Newly nominated USAID Administrator Samantha Power can start by acknowledging that while the Agency’s efforts to address gender bias in its programs have been notable, much more remains to be done. Specifically, all staff need to view reducing gender bias in USAID programs as their responsibility. USAID must ensure that staff have access to sufficient resources and support to help them translate the theory of gender “mainstreaming” into practice.

A few illustrative steps that would assist with the organizational behaviour change needed to make this happen could include:

1. Making gender re-balancing one of the top three priorities for USAID and requiring that senior leaders provide weekly briefings to the Administrator on this topic;

2. Communicating regularly to Mission Directors and other senior leaders the need to move beyond the current focus on initial project designs and systemically integrate gender into activity work plans, budgets, staffing, project management plans, and reporting;

3. Prioritizing the achievement of gender equality results in all Agency staff performance evaluations and performance awards;

4. Training USAID staff at all levels on gender to increase overall understanding of gender inequality issues and how to address them;

5. Allocating more money and staff towards gender equality commitments – Gender Advisors, training and professional development, and facilitating learning within and across sectors;

6. Increasing the number of female leaders in the Agency and increasing female technical staff in those missions where there are relatively few female technical managers.

What are the outcomes we could expect to see as a result of these efforts? For one, it’s reasonable to expect a significant increase in active female participation in USAID programs across the board, including the emergence of more women leaders.

In the communities in which USAID operates, we’d see more girls participating in education, including secondary and higher education, with associated long-term benefits to broader community-level advancement, including health and living standards.

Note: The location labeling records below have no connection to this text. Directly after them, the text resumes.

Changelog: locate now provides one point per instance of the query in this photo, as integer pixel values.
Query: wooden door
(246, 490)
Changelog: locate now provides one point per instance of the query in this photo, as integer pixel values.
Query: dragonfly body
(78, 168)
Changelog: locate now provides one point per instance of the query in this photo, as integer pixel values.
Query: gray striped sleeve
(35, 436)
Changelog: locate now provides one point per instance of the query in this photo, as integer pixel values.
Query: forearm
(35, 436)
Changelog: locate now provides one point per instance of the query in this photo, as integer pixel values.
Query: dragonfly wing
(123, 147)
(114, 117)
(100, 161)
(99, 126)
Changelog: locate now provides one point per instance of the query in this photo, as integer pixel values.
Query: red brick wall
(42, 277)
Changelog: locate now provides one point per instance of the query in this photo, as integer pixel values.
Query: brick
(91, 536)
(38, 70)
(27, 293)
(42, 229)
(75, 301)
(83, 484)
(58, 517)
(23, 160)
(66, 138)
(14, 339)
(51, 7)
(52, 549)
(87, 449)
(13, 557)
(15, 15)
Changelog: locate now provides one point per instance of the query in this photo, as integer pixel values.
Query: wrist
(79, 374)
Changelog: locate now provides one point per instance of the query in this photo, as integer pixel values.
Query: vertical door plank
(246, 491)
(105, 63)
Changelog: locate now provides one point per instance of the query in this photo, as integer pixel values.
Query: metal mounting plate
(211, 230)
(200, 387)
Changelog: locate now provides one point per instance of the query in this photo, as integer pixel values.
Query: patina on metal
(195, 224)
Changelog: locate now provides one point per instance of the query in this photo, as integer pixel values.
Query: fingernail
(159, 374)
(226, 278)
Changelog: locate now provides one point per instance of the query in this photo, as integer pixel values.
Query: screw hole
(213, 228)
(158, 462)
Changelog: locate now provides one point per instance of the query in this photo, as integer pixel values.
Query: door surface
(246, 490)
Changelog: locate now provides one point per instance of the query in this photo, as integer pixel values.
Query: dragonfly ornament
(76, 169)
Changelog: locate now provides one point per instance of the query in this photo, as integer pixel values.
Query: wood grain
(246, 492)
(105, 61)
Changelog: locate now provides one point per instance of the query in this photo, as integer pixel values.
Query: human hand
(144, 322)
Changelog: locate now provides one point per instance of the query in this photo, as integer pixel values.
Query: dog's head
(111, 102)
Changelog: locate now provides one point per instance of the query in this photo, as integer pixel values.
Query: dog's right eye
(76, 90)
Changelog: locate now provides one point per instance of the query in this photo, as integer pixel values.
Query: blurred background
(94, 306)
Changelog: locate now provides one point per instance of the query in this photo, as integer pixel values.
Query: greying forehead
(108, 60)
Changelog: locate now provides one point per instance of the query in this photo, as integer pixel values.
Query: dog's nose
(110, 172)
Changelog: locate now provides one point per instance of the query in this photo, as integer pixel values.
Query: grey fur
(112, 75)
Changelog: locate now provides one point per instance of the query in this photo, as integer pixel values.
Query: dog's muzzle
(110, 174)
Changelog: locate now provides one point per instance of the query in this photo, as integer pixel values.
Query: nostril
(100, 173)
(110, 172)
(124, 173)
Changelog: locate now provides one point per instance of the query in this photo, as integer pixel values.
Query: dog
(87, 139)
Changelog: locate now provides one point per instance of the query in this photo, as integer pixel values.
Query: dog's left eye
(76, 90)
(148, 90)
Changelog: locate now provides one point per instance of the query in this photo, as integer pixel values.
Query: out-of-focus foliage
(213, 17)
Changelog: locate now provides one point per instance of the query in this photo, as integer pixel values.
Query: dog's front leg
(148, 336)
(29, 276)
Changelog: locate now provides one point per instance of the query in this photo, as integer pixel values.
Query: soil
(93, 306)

Women-led small- and medium-sized enterprises would gain greater access to finance and opportunities for investment, raising income levels for women and their families.

Women would participate in political processes in greater numbers.

We’d even see a reduction in gender-based violence.

At the same time, we could expect that a select number of countries would increasingly commit to partner with USAID in this shift as they witness the positive results from the increased participation of women in development programs. This, in turn, would spur gradual acceleration toward the UN’s 17 Sustainable Development Goals (SDGs) in these countries as their human capital is more effectively employed.

Ultimately, the hope is that USAID’s advances would help catalyze gender equality as a higher priority, not just for other federal agencies involved with foreign assistance, but for the field of development overall. Over time, we would expect to have U.S. foreign assistance resources allocated more to those countries that showed a willingness to prioritize gender equality.

Clearly, it is not realistic to think that the systemic gender inequality present in so many of the countries with which the U.S. Government partners can be eliminated in the next four years. Fully closing this gap will take many years or even decades, and this is just one aspect of progress needed to provide for greater inclusiveness in U.S. foreign assistance.

Yet, the steps outlined above would signify clear positive change and, hopefully, lead to strong momentum for many years in an area that has received far too little high-level commitment and resources from the development community in the past. As the largest federal agency implementing foreign assistance, and a leader in the international development sphere, prioritizing gender equality in USAID’s programming can have broad-reaching impacts well beyond the confines of USAID’s budget, and could shift the prioritization of billions of dollars of development resources.